25 May 2013

A Baseball Wife, an Actress and a Nobody Walk into a Mental Health Facility...

Back on Monday, I caught one of numerous unkind things said on Twitter to a woman I follow. I'm not naming her because she deleted her tweets relevant to the discussion, which I take to be an indication she doesn't want to deal with it any further and I respect that. The short version is that she's married to a professional athlete and had expressed some anxiety - a topic she's shared just as candidly as I have (though, you know, with a much wider audience).

Naturally, some dude felt compelled to snipe at her:
damn you have such a tough life following your athlete husband around the country. Please cry about it more
I, of course, was instantly upset. As I noted in my earlier piece, "On Depression", there is no lifestyle insulated against the misery of mental health problems. People continue to think that everyone is equally miserable, until they get to the point they can buy their way out of it. Both parts of that are patently untrue. Again, we're back to the misconception that there are people who are, and who are not, "entitled" to be anxious or depressed. Anxiety and depression don't give a damn about such things.

This guy persisted, though:
quit crying nobody cares solve your own problems like other people and not seek attention for your problems 
I know firsthand that it is impossible to "solve" mental health problems alone. They thrive in isolation, which is why depressed people withdraw from the ones who love them most. It's paramount that those of us who do fight these chronic issues maintain a certain level of connectedness. Is this young woman an "attention-seeker"? Perhaps, but only in the sense that she is actively seeking attention on behalf of those who also struggle with anxiety. She knows what I know: that the biggest problem with mental health issues is the ignorance of the general public.
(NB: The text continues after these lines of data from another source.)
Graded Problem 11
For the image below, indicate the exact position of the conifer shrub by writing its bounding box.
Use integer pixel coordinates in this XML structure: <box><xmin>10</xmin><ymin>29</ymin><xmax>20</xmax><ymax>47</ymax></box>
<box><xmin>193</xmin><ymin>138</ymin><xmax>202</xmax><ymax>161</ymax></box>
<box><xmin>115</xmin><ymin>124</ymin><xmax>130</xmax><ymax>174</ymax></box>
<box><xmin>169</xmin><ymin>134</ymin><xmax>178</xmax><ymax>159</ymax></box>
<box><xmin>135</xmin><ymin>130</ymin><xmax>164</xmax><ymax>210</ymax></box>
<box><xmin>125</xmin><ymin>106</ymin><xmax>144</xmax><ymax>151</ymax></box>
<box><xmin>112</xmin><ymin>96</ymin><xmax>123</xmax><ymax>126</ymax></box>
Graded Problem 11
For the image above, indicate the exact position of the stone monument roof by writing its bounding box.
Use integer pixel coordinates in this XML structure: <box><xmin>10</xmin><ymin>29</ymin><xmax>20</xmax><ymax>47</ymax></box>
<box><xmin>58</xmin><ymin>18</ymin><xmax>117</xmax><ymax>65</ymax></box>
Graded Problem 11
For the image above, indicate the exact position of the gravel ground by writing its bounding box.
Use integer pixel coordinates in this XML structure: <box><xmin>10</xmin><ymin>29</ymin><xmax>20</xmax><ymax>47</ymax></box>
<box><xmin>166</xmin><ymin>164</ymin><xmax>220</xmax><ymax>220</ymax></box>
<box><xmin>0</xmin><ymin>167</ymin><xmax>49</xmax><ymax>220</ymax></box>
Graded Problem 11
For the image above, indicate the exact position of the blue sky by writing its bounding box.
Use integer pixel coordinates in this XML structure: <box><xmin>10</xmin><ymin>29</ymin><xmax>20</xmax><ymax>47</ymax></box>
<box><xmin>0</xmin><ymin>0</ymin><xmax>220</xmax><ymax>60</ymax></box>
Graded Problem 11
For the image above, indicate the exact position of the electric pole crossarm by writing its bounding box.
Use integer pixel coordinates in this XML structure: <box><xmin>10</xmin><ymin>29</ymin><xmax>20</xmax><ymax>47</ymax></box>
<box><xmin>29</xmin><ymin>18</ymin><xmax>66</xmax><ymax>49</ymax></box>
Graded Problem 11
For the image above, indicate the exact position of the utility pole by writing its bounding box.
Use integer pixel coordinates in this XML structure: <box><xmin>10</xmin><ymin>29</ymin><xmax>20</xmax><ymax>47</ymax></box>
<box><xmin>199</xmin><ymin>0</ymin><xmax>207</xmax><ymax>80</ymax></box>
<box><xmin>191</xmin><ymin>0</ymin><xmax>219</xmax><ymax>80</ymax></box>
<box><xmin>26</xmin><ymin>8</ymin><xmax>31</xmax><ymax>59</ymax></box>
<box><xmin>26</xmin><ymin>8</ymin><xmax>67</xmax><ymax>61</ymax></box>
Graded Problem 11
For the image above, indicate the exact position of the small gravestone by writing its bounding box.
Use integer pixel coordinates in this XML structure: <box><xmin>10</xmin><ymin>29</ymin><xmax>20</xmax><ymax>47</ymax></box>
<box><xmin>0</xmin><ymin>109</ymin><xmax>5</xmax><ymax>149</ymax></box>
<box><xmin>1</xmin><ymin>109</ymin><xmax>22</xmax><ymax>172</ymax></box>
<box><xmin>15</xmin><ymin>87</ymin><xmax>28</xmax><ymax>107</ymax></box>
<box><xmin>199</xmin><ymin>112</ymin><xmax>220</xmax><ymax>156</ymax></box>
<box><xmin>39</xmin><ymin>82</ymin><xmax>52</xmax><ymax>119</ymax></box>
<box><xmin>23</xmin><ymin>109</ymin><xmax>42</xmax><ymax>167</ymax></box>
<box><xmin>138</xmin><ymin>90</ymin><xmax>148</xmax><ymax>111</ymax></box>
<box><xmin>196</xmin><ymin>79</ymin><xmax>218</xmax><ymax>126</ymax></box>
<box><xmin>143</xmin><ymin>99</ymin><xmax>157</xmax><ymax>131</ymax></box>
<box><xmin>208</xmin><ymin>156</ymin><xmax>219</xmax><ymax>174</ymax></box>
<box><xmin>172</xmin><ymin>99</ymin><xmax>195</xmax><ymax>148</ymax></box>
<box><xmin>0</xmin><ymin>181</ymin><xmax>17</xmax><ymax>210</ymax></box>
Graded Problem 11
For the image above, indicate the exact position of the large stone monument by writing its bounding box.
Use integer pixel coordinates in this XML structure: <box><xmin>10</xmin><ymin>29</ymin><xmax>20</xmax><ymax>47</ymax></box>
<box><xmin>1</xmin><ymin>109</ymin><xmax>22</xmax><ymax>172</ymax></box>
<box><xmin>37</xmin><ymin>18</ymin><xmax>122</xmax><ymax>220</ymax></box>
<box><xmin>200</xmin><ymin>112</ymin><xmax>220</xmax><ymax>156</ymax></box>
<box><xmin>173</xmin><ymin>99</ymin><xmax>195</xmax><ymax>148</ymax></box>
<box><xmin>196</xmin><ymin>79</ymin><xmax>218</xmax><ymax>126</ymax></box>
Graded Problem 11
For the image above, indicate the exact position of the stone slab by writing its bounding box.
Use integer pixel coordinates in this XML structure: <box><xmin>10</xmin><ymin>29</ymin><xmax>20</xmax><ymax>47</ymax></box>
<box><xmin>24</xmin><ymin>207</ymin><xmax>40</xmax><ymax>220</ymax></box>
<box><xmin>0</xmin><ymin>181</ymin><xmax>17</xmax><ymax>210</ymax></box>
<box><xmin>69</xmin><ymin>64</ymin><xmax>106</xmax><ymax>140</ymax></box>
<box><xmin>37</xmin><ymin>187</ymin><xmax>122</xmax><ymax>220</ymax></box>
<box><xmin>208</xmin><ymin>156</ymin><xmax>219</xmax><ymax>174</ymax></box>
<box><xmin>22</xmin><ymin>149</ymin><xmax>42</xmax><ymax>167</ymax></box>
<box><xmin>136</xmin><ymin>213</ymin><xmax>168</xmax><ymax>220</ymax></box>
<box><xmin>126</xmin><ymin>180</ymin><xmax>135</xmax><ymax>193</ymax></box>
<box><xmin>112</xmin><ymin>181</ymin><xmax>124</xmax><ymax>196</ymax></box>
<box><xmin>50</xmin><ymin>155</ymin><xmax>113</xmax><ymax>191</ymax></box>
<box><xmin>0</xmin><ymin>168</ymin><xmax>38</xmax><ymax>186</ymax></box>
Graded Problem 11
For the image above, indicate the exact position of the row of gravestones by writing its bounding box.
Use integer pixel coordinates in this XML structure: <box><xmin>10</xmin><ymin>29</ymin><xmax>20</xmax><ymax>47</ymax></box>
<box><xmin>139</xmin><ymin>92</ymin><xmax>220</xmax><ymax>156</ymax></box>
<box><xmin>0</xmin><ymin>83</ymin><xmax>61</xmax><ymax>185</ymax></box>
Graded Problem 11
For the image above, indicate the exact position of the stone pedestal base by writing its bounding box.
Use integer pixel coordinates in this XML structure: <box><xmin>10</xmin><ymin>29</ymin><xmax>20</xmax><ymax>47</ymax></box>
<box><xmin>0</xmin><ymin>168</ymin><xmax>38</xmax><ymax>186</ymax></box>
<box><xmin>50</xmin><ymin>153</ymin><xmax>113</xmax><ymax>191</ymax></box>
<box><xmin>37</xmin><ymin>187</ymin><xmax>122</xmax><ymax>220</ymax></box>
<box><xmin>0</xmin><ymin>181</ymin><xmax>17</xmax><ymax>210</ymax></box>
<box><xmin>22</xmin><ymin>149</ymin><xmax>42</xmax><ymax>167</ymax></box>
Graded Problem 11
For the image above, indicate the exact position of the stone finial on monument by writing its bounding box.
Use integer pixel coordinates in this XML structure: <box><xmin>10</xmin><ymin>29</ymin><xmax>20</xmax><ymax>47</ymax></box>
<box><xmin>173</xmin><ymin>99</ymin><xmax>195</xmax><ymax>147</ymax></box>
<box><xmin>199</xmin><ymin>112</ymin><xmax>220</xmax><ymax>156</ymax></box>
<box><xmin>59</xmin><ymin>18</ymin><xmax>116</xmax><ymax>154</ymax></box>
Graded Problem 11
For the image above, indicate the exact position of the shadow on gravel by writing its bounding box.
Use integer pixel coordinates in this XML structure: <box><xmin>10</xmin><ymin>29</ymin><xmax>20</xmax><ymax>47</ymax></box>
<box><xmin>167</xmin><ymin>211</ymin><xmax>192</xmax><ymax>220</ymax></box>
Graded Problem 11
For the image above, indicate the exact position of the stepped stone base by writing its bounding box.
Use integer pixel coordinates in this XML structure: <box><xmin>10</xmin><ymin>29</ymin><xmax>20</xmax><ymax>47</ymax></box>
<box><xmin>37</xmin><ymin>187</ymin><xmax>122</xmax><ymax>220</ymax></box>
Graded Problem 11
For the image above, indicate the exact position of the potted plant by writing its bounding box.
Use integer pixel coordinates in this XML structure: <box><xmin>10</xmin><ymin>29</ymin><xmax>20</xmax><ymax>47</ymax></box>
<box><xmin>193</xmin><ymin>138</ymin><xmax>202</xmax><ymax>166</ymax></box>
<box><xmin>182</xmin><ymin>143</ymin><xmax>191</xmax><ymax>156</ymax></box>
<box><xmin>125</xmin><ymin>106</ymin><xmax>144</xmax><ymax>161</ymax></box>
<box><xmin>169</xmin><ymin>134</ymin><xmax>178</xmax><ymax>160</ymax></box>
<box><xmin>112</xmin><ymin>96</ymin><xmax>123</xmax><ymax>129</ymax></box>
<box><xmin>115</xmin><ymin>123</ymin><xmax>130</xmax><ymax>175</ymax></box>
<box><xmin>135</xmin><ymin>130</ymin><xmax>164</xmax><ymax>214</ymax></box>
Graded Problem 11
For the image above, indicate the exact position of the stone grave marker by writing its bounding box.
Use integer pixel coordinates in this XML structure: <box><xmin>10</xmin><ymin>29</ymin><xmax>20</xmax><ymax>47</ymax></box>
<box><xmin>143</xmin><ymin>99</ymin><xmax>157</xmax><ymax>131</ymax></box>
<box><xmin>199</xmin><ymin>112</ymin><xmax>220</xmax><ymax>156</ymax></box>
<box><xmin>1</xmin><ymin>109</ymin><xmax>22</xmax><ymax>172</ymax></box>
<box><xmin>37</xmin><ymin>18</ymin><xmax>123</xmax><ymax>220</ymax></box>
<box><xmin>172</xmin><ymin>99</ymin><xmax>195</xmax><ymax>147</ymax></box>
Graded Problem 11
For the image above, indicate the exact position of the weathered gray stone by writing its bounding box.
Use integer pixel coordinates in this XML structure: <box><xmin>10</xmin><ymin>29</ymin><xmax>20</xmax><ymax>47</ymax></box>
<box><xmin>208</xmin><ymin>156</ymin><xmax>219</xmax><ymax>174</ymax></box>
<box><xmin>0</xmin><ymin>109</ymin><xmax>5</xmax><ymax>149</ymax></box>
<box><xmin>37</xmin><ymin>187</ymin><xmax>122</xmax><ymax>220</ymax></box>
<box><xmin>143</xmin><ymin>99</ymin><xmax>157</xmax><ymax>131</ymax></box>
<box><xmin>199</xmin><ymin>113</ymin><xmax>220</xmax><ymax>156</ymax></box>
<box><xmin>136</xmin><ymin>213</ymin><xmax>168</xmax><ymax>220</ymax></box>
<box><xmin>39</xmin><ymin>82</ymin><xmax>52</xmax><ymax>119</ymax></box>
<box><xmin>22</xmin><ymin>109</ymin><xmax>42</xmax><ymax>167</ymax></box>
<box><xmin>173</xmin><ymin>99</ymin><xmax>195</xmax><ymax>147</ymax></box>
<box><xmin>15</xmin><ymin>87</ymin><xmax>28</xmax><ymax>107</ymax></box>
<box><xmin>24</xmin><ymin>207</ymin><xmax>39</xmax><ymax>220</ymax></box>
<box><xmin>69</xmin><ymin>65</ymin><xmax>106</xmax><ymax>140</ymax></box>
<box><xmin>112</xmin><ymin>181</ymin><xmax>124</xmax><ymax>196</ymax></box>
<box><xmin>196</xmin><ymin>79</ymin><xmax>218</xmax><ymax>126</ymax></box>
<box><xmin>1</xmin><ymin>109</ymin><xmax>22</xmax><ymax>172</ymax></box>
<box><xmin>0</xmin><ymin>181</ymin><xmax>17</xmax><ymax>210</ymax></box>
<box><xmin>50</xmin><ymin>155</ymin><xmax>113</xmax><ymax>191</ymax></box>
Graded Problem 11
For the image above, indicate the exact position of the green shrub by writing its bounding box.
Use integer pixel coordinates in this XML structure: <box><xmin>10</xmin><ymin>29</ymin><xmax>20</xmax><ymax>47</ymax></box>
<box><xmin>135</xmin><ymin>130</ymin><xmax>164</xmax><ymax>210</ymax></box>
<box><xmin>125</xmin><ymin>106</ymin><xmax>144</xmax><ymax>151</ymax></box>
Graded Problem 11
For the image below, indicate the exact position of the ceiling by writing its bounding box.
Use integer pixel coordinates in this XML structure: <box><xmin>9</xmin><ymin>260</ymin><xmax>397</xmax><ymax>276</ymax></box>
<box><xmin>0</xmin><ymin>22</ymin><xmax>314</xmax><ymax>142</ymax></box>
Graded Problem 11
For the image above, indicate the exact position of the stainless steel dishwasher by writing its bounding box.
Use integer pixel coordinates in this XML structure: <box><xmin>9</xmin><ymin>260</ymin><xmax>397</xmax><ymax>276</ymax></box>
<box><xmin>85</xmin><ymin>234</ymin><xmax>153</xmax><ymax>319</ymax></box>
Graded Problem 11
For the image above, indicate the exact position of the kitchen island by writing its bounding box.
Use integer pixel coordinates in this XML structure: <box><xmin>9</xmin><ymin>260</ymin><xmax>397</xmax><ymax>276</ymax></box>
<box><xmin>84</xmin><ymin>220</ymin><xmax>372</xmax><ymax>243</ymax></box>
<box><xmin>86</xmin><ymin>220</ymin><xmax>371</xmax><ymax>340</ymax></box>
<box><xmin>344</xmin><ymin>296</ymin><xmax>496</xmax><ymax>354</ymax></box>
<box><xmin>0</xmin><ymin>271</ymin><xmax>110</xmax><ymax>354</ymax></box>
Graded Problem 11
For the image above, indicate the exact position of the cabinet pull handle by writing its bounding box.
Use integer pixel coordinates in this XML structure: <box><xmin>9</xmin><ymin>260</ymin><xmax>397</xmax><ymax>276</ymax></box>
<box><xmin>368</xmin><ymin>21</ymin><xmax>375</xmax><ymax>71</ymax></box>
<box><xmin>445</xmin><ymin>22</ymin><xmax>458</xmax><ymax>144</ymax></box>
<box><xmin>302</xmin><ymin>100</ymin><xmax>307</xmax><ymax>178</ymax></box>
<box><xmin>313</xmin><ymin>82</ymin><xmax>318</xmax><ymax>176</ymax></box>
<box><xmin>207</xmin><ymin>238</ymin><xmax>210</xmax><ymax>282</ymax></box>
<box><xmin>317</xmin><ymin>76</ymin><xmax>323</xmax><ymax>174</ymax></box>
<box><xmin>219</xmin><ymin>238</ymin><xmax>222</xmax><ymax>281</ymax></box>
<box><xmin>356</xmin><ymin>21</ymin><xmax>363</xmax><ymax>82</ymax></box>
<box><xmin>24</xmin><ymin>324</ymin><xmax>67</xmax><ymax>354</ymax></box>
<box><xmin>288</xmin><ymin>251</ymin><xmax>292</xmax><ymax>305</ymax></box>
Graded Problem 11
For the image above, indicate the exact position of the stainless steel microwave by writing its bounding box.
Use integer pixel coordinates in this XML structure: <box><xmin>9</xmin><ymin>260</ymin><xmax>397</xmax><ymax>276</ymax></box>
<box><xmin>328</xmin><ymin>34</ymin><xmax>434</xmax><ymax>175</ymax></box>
Raising better awareness, promoting fuller understanding and putting a human face on the issue are instrumental if we're to change how mental health patients fare.

These are, incidentally, the exact reasons why I share what I share - in person, in this blog, on Twitter, on Facebook; wherever the subject may arise, I use my voice to try to change the misperceptions that have made it so difficult over the years for me and millions like me to receive the proper help we need. There is no philosophical difference between her using her voice and me using mine on this issue. The only difference is that she's known by a whole lot more people...which, in turn, means that she has the chance to reach a much wider audience than me.

This brings me to last night's arrest of Amanda Bynes. For months now, the actress has become controversial for erratic behavior. It seems that she threw a bong in her apartment, was arrested and then remanded to a mental health facility. That isn't actually the kind of dramatic thing it sounds. Half the patients with me at Our Lady of Peace were there for reasons similar to mine, but the other half were there on account of substance issues.

Throughout the day, I saw countless tweets about Ms. Bynes actively rooting against her receiving help. Here's a typical reactionary tweet, variations of which are easily found:
Amanda Bynes was arrested today. Day=Made
There's a reason this upsets me so much, and it goes beyond seeing Amanda Bynes as a human being. When someone like this tweeter makes such a remark about a celebrity going through such an obviously difficult time as Bynes has been recently, it sends a chilling message. If this person's day was made by Amanda Bynes being arrested, what support would she offer for the millions of us Nobodies going through similar ordeals? How much compassion can there be for those of us with mental health issues when even popular patients invite such active venom?

This is, of course, where such people become defensive. "It was just a joke, man." Maybe to you, but you didn't even stop to consider how it also undermines a very serious matter for other people. "Hey, that's not my responsibility. If they can't take it, they shouldn't read/listen/whatever." You don't tweet/write/speak in a vacuum. You don't get to choose who can and cannot read or hear you. You aren't responsible for how people react to your words but at the very least, you are responsible for being mindful of which ones you use.

"Well, if my one little tweet/joke/ecard meme was the breaking point for someone, then they clearly had bigger problems anyway." This is my favorite defense, because it argues that we were all playing a game of Jenga, and the tower was still standing after their turn. Your one little throwaway quip may not have been the one that brought down the tower, but you contributed to compromising it.

Will Amanda Bynes be affected terribly by any one person who tweeted that her arrest made their day? Probably not. But what about people who actually know those tweeters, who saw their quips and made the mental note to themselves, "Don't reach out to him/her/them about my own depression/anxiety"?

We cannot continue to try to have parallel conversations about mental health issues. We cannot treat celebrities with mental health problems as "fair game" and act as though somehow, that's different from mocking a Nobody like me. When I see a baseball wife or Amanda Bynes ridiculed for what they face, I know that the only reason that same scorn isn't actively directed at me is that they have no idea who I am. We need to quit this dangerous game of Jenga. The objective should never be to see how much we can take away from someone else's life before they collapse. It should be to see how much we can help build up one another.